Artificial Intelligence (AI) is breaking the hype meter in the contact center industry. While it’s only in the early adopter stages, it appears to be grabbing the attention of contact center technology sellers and buyers. With all the confusion such enthusiasm creates, it seemed a little primer is in order.

AI processes and interprets large volumes of data (and I mean large!) to drive action through decisions and predictions – basically trying to mimic human thought processes on inputs and outputs, but on a scale and speed of data consumption and use that we can’t match. AI is dynamic: it learns, gets smarter, and suggests improvements.

AI Elements

artificial intelligence

Natural Language Understanding (NLU) processes speech and text. NLU is not your mother’s speech recognition. It uses context, not just words, phonemes, or phrases, to better interpret the inputs. It may also leverage sentiment or tone (what some call “emotional intelligence”). The result is that applications can more readily, naturally, and accurately move a conversation forward.

To perform its magic, AI needs a large data set to analyze and learn from. The data can include structured data like contact records, account information, and recent transactions, as well as unstructured data such as speech or text conversations, or even videos or photos that customers submit. An app may tap data in lots of places because it can provide critical context, pointing to the importance of integration in enabling AI.
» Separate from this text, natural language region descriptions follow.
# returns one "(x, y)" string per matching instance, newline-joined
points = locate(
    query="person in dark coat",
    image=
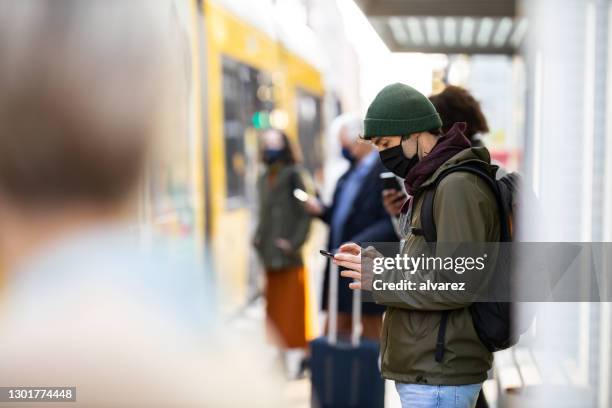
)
(281, 232)
(356, 214)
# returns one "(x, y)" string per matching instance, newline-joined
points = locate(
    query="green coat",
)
(281, 215)
(465, 210)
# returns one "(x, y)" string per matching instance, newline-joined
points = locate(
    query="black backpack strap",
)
(441, 336)
(428, 224)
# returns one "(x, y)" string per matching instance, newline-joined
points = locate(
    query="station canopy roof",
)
(447, 26)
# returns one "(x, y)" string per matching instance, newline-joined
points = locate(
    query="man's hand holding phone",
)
(349, 257)
(393, 200)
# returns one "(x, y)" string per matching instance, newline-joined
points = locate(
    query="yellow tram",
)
(242, 76)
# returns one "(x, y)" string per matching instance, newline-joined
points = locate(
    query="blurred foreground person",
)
(86, 304)
(355, 215)
(281, 232)
(430, 346)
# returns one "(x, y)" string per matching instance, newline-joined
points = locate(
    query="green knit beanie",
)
(400, 110)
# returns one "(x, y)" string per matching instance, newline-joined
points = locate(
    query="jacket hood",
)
(472, 154)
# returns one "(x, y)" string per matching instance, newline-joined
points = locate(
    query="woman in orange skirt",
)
(282, 230)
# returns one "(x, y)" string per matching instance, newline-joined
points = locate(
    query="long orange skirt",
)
(286, 306)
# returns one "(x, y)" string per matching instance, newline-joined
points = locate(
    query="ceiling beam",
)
(455, 8)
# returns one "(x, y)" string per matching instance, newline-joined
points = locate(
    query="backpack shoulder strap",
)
(428, 224)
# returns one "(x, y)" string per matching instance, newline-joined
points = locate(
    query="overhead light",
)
(467, 32)
(520, 29)
(484, 33)
(414, 29)
(450, 31)
(431, 28)
(398, 30)
(503, 30)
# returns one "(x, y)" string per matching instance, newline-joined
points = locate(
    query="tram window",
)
(309, 130)
(241, 100)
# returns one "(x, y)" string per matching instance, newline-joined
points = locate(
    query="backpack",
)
(493, 321)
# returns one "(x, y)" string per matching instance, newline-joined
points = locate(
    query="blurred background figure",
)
(87, 302)
(356, 214)
(456, 104)
(280, 234)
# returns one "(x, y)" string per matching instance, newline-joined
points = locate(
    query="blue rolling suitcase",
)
(345, 373)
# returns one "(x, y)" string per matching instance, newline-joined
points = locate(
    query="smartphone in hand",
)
(328, 254)
(301, 195)
(390, 181)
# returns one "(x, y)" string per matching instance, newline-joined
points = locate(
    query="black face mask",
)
(396, 162)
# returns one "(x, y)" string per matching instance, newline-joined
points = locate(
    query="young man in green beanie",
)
(405, 127)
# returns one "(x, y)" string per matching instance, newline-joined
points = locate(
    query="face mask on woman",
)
(272, 155)
(396, 161)
(346, 153)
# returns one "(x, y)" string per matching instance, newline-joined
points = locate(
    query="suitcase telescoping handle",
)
(332, 327)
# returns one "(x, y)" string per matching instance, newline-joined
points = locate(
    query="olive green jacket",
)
(465, 210)
(281, 215)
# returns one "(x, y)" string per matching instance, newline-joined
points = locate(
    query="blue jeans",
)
(438, 396)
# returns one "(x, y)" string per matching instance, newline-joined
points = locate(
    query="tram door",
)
(246, 102)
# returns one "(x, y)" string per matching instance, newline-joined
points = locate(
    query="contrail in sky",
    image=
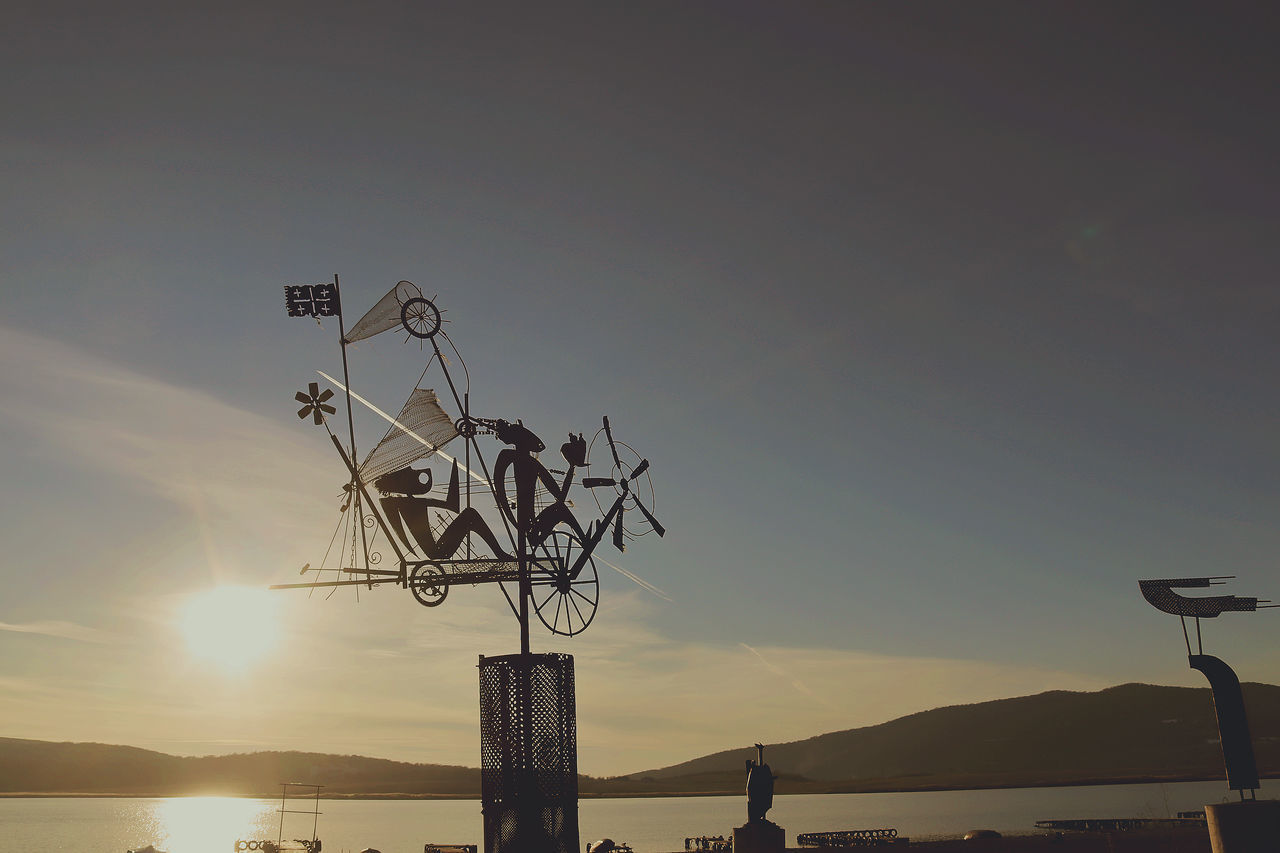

An AI application works to recognize patterns and assess what is working (or isn’t) based on targeted outcomes. It is predicting behavior, anticipating the next move, and reacting by defining the “next best action.” Predictive algorithms are highly processor intensive and can be running many different levels to scrub, label, and process data.

The actions AI defines lead to outcomes which can then be assessed. It’s easy to think a good AI app is smart enough to figure out what to do with the results, but a dose of caution is in order here. A pattern needs to be recognizable, but also reasonable. “Bots” left to their own devices can run amok from learning from bad human inputs, whether out of ignorance or confusion. A better approach (at least in our industry, in this generation) is to provide human assistance: AI identifies things that a knowledgeable person reviews, and then provides feedback and guidance on adjustments to make.

Some critical enablers that can also be differentiators between various solutions and services. An AI application won’t get far without integration to large data sets that may be found in your CRM, WFM, web site, mobile apps, social media, IVR, etc. The User Interface (UI) must be well designed to be friendly and conversational, and provide readily used guidance to a customer, agent, or supervisor (depending on the application). And you will need good tools for administration of the application to help someone review outcomes and provide the feedback the system needs to close the loop and refine actions.

Getting Started

Self-service, routing, workforce optimization, workforce management, analytics, and desktop tools all provide opportunities for leveraging AI. If you’re interested in dipping your toes in those waters, you will need expertise that likely won’t exist internally. Even those with in-house experts may find them consumed with enterprise initiatives and little focus on the contact center. Choose vendor partners carefully to gain access to data scientists and analysts who guide you and help you learn and optimize their solution.

Assign internal analysts or other knowledgeable, connected people to work with the vendor and with the business areas and IT. AI is not going to just run on its own. You need people involved for the “human assisted learning” to determine how to act on the insights and opportunities the system discovers.

Finally, consider the tools the vendor provides with the solution to help with the human part of optimizing AI outcomes. These tools will help you become less dependent on the vendor experts over time. That internal analyst will learn to use the tool, keep optimizing the applications, and turn possibilities into value from AI.